Por Luciana Gurgel

Luciana Gurgel

Muitos dos que saíram do escritório ou da redação há um ano e oito meses carregando poucos pertences, convictos de que passariam poucas semanas em casa até a pandemia arrefecer, vivem agora um retorno nem sempre fácil, alegre ou satisfatório.

Retorno é maneira de dizer. Na maioria das vezes não há uma volta ao que foi deixado para trás. Escritórios encolheram ou sumiram, rotinas mudaram. Nem todos os colegas retornaram, ou não se cruzam no mesmo dia nos corredores.

As dificuldades para a retomada do trabalho presencial, híbrido ou para a adoção permanente do sistema remoto existem em todas as atividades. Mas no jornalismo, em que o ambiente da redação faz parte da engrenagem, o drama pode ser maior.

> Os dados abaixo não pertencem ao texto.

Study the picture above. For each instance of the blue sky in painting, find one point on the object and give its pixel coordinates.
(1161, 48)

O Instituto Reuters para Estudos do Jornalismo na Universidade de Oxford fez um estudo para mapear a situação. E constatou que ainda falta muito para tudo se acomodar.

O relatório baseou-se em pesquisa com 132 líderes de redações de 42 países (incluindo o Brasil, que responde por 2% da amostra), e em uma série de entrevistas em profundidade realizadas em setembro passado.

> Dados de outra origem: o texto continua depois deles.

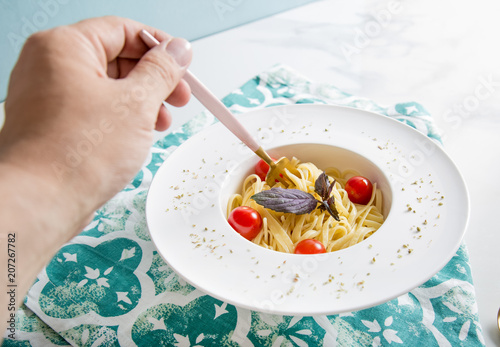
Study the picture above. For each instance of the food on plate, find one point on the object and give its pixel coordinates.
(320, 211)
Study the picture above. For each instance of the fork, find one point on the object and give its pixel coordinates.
(277, 168)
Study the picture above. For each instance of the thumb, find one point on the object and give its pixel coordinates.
(159, 70)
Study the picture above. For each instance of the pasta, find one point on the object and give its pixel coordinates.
(282, 231)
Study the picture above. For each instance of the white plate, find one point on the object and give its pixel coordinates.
(186, 208)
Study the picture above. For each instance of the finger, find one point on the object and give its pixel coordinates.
(111, 37)
(164, 119)
(180, 95)
(161, 68)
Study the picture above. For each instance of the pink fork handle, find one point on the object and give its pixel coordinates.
(219, 110)
(210, 101)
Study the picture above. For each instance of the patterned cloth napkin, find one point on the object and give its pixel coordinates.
(110, 287)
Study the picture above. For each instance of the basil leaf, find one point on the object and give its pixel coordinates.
(332, 209)
(322, 185)
(286, 200)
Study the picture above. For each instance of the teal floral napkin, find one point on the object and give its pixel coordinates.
(110, 287)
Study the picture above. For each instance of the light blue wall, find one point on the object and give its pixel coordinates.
(191, 19)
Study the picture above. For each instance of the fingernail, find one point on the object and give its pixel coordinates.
(180, 50)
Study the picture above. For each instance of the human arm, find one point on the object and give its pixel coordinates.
(82, 104)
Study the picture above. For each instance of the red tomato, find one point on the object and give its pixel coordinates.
(309, 246)
(359, 189)
(246, 221)
(262, 168)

A combinação entre trabalho remoto e presencial é a opção preferida de 89% dos líderes ouvidos. Mas não necessariamente das empresas onde trabalham: 75% acham que suas organizações estão comprometidas com esse modelo.

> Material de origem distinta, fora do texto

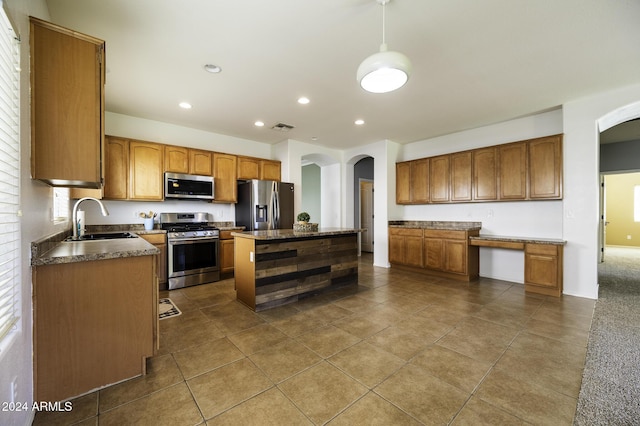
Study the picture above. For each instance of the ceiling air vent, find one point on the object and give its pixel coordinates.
(281, 127)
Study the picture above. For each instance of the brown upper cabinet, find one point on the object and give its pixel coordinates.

Transformar a teoria em prática não parece fácil. Mesmo convencidos de que o trabalho híbrido funciona, mais de 57% dos entrevistados ainda não sabem exatamente a melhor maneira de implantá-lo. E somente 34% afirmaram que a implantação já está em curso em suas empresas.

Para os saudosistas, a notícia não é boa. Apenas 9% acham que suas organizações querem retornar a um modelo de trabalho semelhante ao de antes da pandemia.

E são principalmente emissoras de rádio e TV, que não podem mandar para a casa dos jornalista uma equipe técnica ou os equipamentos sofisticados necessários às transmissões.

Voltar ou não voltar, eis a questão

Fim do burburinho da redação

No mundo do trabalho, muitos preferem o trabalho remoto, com o tempo consumido em deslocamentos mais bem aproveitado para lazer ou convívio familiar. Mas no jornalismo, a perda do ambiente da redação tem mais impacto do que em algumas outras atividades.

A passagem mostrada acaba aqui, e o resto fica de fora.